Esta semana se conoció que la producción de gas natural en Colombia cayó a su nivel más bajo en más de 10 años. La presidenta de Naturgas, Luz Stella Murgas, comentaba que la explicación fundamental de este problema, aunque no la única, era la caída brusca y pronunciada de casi toda la actividad exploratoria en el país. Las cifras no mienten: mientras en 2012 se perforaron 130 pozos exploratorios, en 2024 solo fueron 27. Tampoco es una sorpresa. Ya en los albores de la campaña presidencial que lo llevó a la Casa de Nariño, el candidato Gustavo Petro decía que su primera decisión como presidente sería “el cese de la contratación de exploración de petróleo en Colombia”. Así fue. La declinación natural de los campos, el tremendo lío regulatorio con las consultas previas y el absoluto desconocimiento técnico de Petro no ha sido otra cosa que la ecuación perfecta para el desastre que se avecina en 2026 y los años posteriores.
En esta misma semana, la compañía británica de hidrocarburos Shell confirmó oficialmente lo que se anticipaba desde que su presidenta en Colombia, Ana María Duque, fue trasladada a la sede central en los Países Bajos: comenzaba el proceso de venta de su participación del 50 por ciento en los bloques Fuerte Sur, Purple Angel y COL-5, en el mar Caribe. Lo grave es que no es la única: con esta salida, Shell se suma al grupo de grandes petroleras que han optado por retirarse de Colombia en los últimos cinco años: ExxonMobil, Chevron, BP, Total, Cepsa, Repsol, OXY y Conoco Phillips ya lo habían hecho. Es cierto que Oxy mantiene, a través de Anadarko, su participación en el prometedor y ultra profundo pozo Komodo, en el Caribe.

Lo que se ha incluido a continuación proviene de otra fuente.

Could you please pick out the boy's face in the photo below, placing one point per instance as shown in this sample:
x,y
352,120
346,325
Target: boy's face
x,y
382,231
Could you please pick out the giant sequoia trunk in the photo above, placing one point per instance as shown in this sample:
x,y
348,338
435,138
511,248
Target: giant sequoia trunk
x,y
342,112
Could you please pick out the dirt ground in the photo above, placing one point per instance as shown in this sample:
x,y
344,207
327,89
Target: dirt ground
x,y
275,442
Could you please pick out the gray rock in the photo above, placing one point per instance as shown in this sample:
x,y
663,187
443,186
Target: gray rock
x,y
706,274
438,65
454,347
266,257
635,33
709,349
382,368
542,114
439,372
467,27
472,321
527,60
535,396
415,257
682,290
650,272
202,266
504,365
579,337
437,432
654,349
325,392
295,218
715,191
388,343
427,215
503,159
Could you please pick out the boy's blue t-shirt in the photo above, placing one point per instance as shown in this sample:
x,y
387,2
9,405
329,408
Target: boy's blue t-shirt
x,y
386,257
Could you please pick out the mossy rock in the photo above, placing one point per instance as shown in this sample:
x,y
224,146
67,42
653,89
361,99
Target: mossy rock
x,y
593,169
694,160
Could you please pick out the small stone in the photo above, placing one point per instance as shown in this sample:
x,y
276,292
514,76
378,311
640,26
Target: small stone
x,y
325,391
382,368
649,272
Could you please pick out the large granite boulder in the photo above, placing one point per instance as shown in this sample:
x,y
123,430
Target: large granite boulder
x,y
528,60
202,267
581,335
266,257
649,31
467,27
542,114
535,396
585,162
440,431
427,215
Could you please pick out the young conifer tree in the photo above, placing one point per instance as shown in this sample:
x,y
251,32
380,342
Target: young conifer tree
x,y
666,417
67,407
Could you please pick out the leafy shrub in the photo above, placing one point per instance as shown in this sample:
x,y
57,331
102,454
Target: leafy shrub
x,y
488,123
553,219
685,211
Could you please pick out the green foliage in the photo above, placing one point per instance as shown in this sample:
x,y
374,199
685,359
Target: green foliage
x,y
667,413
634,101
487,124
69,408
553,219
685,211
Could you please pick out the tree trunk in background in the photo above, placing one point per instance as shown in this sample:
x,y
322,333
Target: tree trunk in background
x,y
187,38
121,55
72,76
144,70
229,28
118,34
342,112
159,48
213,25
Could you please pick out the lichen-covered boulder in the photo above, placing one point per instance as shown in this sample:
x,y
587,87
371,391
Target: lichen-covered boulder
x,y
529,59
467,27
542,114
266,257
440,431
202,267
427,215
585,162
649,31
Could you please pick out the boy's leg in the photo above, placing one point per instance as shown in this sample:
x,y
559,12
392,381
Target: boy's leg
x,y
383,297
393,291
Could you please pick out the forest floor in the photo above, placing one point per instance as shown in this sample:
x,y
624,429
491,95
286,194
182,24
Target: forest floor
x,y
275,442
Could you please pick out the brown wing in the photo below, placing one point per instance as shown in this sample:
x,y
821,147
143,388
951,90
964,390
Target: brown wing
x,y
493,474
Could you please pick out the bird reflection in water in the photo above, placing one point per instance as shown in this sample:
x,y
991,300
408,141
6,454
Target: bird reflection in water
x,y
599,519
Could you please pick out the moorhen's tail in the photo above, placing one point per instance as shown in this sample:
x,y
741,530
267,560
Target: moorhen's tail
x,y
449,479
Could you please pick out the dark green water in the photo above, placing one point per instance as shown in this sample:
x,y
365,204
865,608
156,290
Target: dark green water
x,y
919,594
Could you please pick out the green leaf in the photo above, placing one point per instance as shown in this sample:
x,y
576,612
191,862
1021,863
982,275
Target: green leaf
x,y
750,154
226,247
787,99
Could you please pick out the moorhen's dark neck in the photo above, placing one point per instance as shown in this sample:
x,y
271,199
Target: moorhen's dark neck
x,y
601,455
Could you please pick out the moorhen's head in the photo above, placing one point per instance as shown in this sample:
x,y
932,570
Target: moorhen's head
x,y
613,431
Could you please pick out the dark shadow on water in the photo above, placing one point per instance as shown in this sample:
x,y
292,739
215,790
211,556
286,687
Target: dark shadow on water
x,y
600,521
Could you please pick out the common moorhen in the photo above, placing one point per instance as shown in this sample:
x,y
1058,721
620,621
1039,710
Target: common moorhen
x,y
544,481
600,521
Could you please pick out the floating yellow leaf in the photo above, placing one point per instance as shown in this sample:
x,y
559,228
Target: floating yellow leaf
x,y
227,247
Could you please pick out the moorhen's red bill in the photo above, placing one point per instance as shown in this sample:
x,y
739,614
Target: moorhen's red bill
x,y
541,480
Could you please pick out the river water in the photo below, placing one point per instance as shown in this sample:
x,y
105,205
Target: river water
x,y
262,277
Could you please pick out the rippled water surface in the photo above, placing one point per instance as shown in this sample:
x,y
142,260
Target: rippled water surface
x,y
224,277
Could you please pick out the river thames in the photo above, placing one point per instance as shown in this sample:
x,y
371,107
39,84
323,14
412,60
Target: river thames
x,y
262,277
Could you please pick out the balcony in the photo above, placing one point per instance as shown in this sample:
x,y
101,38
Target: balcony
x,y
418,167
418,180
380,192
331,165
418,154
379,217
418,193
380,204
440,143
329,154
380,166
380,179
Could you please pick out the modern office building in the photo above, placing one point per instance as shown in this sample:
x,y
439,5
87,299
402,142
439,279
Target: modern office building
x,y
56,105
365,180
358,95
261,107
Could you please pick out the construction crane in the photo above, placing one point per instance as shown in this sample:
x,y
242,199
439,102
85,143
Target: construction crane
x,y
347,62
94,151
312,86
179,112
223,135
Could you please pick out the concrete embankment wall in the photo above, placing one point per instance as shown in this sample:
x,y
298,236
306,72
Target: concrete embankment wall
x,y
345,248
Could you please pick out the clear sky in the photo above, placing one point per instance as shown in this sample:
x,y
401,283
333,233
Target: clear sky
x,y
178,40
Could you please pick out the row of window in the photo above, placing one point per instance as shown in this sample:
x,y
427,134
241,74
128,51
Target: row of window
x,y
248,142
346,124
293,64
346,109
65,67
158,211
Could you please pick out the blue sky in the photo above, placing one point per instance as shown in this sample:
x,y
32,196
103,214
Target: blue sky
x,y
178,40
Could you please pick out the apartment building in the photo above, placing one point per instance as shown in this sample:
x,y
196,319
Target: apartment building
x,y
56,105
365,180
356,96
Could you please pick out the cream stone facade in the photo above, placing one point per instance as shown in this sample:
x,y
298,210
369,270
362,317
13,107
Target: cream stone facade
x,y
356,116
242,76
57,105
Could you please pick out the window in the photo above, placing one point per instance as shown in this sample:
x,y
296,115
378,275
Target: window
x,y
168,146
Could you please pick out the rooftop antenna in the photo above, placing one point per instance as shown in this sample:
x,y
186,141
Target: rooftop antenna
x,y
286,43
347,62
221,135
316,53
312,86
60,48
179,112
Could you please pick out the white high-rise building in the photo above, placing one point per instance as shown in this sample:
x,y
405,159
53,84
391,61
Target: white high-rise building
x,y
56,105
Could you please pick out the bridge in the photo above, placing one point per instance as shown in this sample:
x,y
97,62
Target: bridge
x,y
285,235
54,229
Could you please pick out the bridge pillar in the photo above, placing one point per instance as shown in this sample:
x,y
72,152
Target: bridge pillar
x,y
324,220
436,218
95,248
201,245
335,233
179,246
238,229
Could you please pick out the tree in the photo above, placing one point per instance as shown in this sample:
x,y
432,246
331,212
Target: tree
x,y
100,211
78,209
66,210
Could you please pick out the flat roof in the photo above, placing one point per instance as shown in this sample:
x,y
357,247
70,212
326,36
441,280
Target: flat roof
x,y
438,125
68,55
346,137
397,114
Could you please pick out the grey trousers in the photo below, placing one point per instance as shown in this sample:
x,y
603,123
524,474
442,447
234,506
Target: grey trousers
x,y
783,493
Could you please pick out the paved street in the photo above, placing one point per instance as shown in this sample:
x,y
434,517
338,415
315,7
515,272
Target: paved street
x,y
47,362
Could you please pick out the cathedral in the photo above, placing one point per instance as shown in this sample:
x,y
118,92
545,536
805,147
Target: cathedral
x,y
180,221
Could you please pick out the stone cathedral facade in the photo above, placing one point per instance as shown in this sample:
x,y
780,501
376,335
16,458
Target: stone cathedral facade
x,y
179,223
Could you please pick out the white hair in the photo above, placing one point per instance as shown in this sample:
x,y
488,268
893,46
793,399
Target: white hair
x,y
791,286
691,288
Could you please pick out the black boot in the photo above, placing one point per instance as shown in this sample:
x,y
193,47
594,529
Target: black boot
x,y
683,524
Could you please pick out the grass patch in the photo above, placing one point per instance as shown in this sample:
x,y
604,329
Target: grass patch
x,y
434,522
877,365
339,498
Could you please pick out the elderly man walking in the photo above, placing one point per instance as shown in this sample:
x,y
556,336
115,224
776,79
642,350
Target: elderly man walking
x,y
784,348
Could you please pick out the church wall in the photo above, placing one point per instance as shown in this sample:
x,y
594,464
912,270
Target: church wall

Tal vez, con la salida de Susana Muhamad del ministerio de Ambiente, y la llegada de la exministra Irene Vélez a la Autoridad Nacional de Licencias Ambientales, ANLA, se pueda despejar el futuro de Komodo, que incluso podría convertirnos en exportadores de gas.
Primero, conocido el rumor de la noticia, en Ecopetrol aseguraron a los periodistas que era improbable que Shell dejara Colombia, que tenían inversiones acá y que esas versiones eran “fake news”. Una vez confirmada la información, y para sorpresa de nadie, funcionarios como Edwin Palma, ministro de Minas y Energía, y su antecesor Andrés Camacho, salieron en redes a tratar de vender una idea falsa: Shell se va, sí, pero solo porque están concentrados en alejarse del negocio del Oil and Gas para concentrarse, exclusivamente, en la transición energética. En una voltereta increíble, la noticia de la salida de Shell no solo no era mala para Colombia, su industria petrolera y su economía, sino que era una especie de triunfo del dogma ambiental y desinformado del Gobierno.